Ele é ofensivo e demagógico, mas está em primeiro lugar nas sondagens para ser o candidato republicano nas eleições presidenciais americanas de 2016. Os seus comentários sobre imigração (“os mexicanos são violadores de mulheres”), sobre os outros concorrentes (“Rick Perry deveria fazer um teste de QI antes de ser aceite nos debates”) ou sobre as suas intenções para o país (“eu quero salvar a América, o nosso país está a caminho do inferno”) deveriam ter sido os pregos do seu caixão. Mas não. Donald Trump cresceu.
O bilionário é, na verdade, o mais recente exemplo de um protest candidatus, uma espécie da fauna política que pode apresentar-se a eleições. Em 1959, Cacareco, um rinoceronte do jardim zoológico de São Paulo recebeu 100 mil votos para vereador da cidade, enquanto em 1988, 400 mil pessoas votaram no macaco Tião nas eleições autárquicas do Rio de Janeiro. Em protesto contra o sistema político, eleitores escreveram o nome dos animais nos boletins de voto, que surpreendentemente foram contados. O protest candidatus não é uma espécie extinta em países com democracias maduras. Na Finlândia, o wrestler Tony Halme chegou a deputado em 2003. A espécie também não está condenada a ser uma simples paródia. Não faltam exemplos a plantar as suas propostas no terreno fértil do descontentamento: Jean-Marie Le Pen nas presidenciais francesas de 2002 (ficou em segundo lugar à frente de Lionel Jospin), o ator Arnold Schwarzenegger nas eleições para governador da Califórnia em 2003, ou o líder do movimento antiglobalização José Bové, nas europeias de 2009, usaram o seu voto como protesto contra o sistema político. Na Europa, com as sondagens a indicarem graus inéditos de insatisfação com a classe dirigente, multiplicam-se candidatos e partidos de rutura (o Podemos em Espanha, o Syriza na Grécia ou o Livre em Portugal). Atentos à sua própria erosão, os partidos políticos tradicionais têm também, com a perícia de uma agência de headhunting, recrutado figuras públicas sem mácula partidária, para oxigenar as suas listas de candidatos. Não ser político tornou-se uma mais-valia.

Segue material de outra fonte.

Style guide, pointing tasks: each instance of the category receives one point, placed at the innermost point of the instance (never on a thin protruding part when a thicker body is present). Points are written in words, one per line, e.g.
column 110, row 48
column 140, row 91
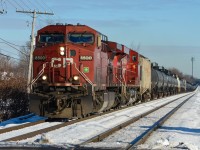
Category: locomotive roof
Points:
column 67, row 25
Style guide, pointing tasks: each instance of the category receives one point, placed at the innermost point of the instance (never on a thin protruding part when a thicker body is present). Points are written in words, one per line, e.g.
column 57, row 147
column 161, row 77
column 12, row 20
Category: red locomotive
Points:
column 77, row 71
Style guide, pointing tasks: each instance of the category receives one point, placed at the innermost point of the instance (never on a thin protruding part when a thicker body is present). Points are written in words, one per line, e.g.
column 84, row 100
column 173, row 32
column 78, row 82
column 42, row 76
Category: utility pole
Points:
column 192, row 59
column 32, row 44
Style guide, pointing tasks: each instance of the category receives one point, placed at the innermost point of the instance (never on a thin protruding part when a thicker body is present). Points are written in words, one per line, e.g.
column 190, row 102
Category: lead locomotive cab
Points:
column 69, row 66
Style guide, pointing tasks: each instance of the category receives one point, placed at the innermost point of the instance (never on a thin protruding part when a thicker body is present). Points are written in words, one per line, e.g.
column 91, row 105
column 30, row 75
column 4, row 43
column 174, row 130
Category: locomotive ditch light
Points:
column 44, row 77
column 62, row 51
column 76, row 78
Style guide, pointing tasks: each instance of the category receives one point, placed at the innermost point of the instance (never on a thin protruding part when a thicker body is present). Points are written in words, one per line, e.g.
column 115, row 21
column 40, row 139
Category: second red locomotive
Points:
column 77, row 71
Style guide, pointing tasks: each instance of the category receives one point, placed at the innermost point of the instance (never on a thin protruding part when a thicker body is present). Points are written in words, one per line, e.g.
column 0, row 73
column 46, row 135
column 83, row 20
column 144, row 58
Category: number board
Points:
column 39, row 58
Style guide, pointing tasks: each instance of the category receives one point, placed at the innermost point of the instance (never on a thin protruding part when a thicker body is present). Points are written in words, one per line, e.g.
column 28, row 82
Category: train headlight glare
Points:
column 76, row 78
column 62, row 53
column 62, row 49
column 44, row 77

MAS O PROTEST CANDIDATUS ainda não atingiu o seu último patamar de sucesso. Os principais cargos de uma nação permanecem inacessíveis. Além disso, continuam com pouco acesso a recursos financeiros. Os analistas indicam que o atual sucesso de Donald Trump reside na sua conta bancária. Para chegar ao topo, candidatos como ele precisam de desenvolver novas engenharias financeiras. O financiamento eleitoral ainda é controlado pelo sistema partidário. Por último, para atingir o coração de um povo e não apenas as margens do eleitorado, um candidato tem de inspirar confiança. Confiança é mais do que mera popularidade e reconhecimento profissional. Celebridades de TV e altos executivos não ganham eleições.
A maioria dos eleitores tem grande dificuldade, apesar do descontentamento, em votar fora da sua zona de conforto. Essa é uma área inconsciente de previsibilidade e, por isso, de segurança. Para a maioria são os partidos que geram conforto. Ou seja, os líderes do futuro serão, paradoxalmente, aqueles que personificam a autonomia da política mas são apoiados por ela. Trump não representa este equilíbrio e dificilmente sobreviverá à corrida republicana. Mas quem ocupar este filão político terá sortes diferentes.